Une directive contraignante essentiellement technique sur des normes de qualité et de sécurité

Le premier texte, une directive, instaure un socle minimum contraignant de normes relatives à la qualité et la sécurité dans le processus de la transplantation d’organe. Le caractère exclusivement gratuit du don d’organes de la part de personnes vivantes est bétonné. Pour les parlementaires, il s’agissait aussi de concilier la traçabilité de des organes et l’anonymat des donneurs, vivants ou non. Les pays-membres disposent désormais de deux années pour transposer le texte dans leurs législations nationales. Cette directive, fruit de compromis entre 27 sensibilités différentes, n’offre en fait qu’un cadre juridique aux Etats. Ainsi la retranscription du texte accouchera d’une loi différente dans chaque pays. Bien sûr les Etats qui désirent aller plus loin en ont la possibilité.

La thématique des organes heurtent les différentes sensibilités

Miroslav Mikolasik affirme sans ciller que le texte est passé comme une lettre à la poste, la vérité diffère toutefois quelque peu…En réalité, la directive est le fruit de longues tractations. Le PPE, le parti social-chrétien européen, le propre parti du rapporteur slovaque s’est divisé sur le fameux point 22 du plan d’action. Ce point fut tout simplement retiré du vote avec le soutien nécessaire mais acquis d’une partie des parlementaires PPE. Celui-ci préconisait le prélèvement d’organes sur des vivants, seulement au bénéfice d’une personne proche…

Un plan d’action sur le don et la transplantation et un renforcement de la coopération

Le rapport de Monsieur Andres Perello Rodriguez, pas contraignant par contre, accompagne d’une certaine manière la directive. Il distille ses conseils à la Commission et aux pays-membres qui désireraient améliorer le nombre de donateurs d’organes. Il est librement inspiré du système espagnol. L’Espagne et le Portugal sont en fait les meilleurs de la classe en Europe dans ce domaine.
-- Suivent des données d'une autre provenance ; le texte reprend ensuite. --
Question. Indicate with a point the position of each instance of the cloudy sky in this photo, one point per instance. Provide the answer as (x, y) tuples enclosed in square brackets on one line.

La grande trouvaille de l’Espagne est le poste de coordinateur hospitalier, un poste unique en Europe. Dès qu’un patient décède dans un hôpital, une sirène se met à retentir, le coordinateur de l’établissement commence alors sa mission…Il a la tâche ingrate et difficile de prendre immédiatement contact avec la famille et de la convaincre de pouvoir prélever des organes sur leur parent. C’est en effet à ce stade que beaucoup d’organes sont perdus car souvent convaincre les proches encore traumatisés par le décès d’un parent se fait de manière tardive et brouillonne. Ensuite il devra évaluer quels organes sont disponibles, et prévenir les instances dirigeantes. Une méthode qui vaut à l’Espagne d’avoir le meilleur taux européen de donneurs d’organes, 38 pour 1000 habitants, alors que dans d’autres pays, il stagne à 2 pour 1000… Le plan suggère aussi d’inscrire son choix d’être donneur sur sa carte d’identité ou son permis de conduire : une possibilité qui permettrait de passer outre l’assentiment familial et donc de nouveau de gagner du temps. Et donc des organes…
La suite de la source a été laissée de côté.